Martin must act to protect EI parental leave benefits
Paul Martin should not let the sponsorship scandal divert him from the crucial job of protecting maternity and parental benefits within Employment Insurance, wrote Barbara Cameron, social science professor in York University’s Atkinson Faculty of Liberal & Professional Studies, in the Globe and Mail, Feb. 20. Last month, the Quebec Court of Appeal ruled this program unconstitutional. The federal government has until Feb. 26 to launch an appeal to the Supreme Court. Time is running out, she warned. The parental-leave issue was badly mishandled by the Chrétien government and never should have ended up in the Quebec court in the first place. Since it has, the current prime minister must respond to a decision that challenges the legality and the legitimacy of Ottawa’s role in maternity and parental leave – and in social programs generally.
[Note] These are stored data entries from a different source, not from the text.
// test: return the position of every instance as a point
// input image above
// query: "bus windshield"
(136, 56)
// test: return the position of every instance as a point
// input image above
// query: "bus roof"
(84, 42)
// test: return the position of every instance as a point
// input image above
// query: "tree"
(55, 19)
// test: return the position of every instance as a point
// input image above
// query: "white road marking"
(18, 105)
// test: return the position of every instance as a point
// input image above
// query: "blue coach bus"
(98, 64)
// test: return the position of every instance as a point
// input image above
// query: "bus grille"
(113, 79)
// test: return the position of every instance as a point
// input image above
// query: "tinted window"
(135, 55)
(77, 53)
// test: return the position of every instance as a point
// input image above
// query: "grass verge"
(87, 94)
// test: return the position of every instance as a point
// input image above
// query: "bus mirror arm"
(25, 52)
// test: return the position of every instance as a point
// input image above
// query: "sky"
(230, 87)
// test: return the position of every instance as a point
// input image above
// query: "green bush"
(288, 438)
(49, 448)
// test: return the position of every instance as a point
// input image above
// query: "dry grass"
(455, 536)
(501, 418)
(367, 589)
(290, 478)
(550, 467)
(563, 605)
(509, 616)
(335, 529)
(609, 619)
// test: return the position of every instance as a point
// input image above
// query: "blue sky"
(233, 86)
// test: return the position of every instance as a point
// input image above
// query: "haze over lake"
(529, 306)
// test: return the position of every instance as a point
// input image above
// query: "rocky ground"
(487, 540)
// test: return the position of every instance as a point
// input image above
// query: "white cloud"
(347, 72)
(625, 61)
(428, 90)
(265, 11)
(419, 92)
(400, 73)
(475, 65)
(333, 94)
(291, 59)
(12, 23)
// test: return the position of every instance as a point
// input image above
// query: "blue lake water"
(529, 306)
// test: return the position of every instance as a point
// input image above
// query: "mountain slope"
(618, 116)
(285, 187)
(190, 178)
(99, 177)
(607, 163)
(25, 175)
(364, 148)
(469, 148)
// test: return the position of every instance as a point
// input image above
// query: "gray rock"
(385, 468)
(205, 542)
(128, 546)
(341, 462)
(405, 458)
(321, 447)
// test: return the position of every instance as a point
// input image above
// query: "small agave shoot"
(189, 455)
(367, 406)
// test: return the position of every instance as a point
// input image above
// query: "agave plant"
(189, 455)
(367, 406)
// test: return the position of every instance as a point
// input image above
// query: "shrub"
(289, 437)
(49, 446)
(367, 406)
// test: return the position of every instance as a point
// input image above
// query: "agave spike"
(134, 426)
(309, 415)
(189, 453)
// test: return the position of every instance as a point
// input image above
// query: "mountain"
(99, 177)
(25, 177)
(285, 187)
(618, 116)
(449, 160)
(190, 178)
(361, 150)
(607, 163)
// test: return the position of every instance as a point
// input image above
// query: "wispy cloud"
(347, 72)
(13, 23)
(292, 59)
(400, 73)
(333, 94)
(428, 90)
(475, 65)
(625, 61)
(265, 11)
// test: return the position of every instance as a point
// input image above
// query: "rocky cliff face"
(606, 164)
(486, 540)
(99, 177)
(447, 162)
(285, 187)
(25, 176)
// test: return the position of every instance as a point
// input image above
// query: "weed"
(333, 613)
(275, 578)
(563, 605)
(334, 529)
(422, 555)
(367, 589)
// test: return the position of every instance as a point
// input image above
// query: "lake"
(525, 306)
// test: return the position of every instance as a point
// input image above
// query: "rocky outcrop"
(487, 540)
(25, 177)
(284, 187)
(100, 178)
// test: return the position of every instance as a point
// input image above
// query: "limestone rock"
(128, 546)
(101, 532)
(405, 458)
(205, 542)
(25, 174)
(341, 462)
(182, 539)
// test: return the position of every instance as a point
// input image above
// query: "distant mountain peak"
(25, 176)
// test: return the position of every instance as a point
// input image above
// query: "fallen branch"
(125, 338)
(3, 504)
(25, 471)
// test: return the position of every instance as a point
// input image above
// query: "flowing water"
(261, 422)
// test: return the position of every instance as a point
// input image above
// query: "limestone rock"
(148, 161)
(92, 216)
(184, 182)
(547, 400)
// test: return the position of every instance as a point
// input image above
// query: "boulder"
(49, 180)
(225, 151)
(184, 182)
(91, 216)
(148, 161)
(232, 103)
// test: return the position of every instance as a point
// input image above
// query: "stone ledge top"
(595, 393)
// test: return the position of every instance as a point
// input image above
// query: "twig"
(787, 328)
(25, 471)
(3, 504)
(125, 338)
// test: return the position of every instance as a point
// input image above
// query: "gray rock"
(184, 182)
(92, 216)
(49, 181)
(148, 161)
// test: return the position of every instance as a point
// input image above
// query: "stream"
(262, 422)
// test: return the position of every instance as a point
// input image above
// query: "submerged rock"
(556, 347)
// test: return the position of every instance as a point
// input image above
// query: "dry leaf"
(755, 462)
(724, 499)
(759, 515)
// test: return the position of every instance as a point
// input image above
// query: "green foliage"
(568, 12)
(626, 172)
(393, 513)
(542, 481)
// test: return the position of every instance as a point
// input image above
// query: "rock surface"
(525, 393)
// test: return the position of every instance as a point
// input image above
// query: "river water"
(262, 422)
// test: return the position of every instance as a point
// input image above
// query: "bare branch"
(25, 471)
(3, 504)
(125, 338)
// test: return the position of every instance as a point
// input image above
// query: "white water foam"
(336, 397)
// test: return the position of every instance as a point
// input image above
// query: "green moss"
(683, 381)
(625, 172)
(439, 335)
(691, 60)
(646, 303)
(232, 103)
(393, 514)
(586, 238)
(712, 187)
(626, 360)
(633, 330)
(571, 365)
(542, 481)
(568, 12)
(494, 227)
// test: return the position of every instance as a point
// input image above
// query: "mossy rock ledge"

The Quebec ruling has wide-ranging implications for EI and social programs and must be appealed, insisted Cameron.
On air
- Math education Professor Margaret Sinclair, of the York/Seneca Institute for Math, Science & Technology Education, discussed the success of the JUMP (Junior Undiscovered Math Prodigies) program, a volunteer-based tutoring program founded in 1998 by mathematician and writer John Mighton, who was profiled on CBC TV’s “Canada Now” in Toronto Feb. 19.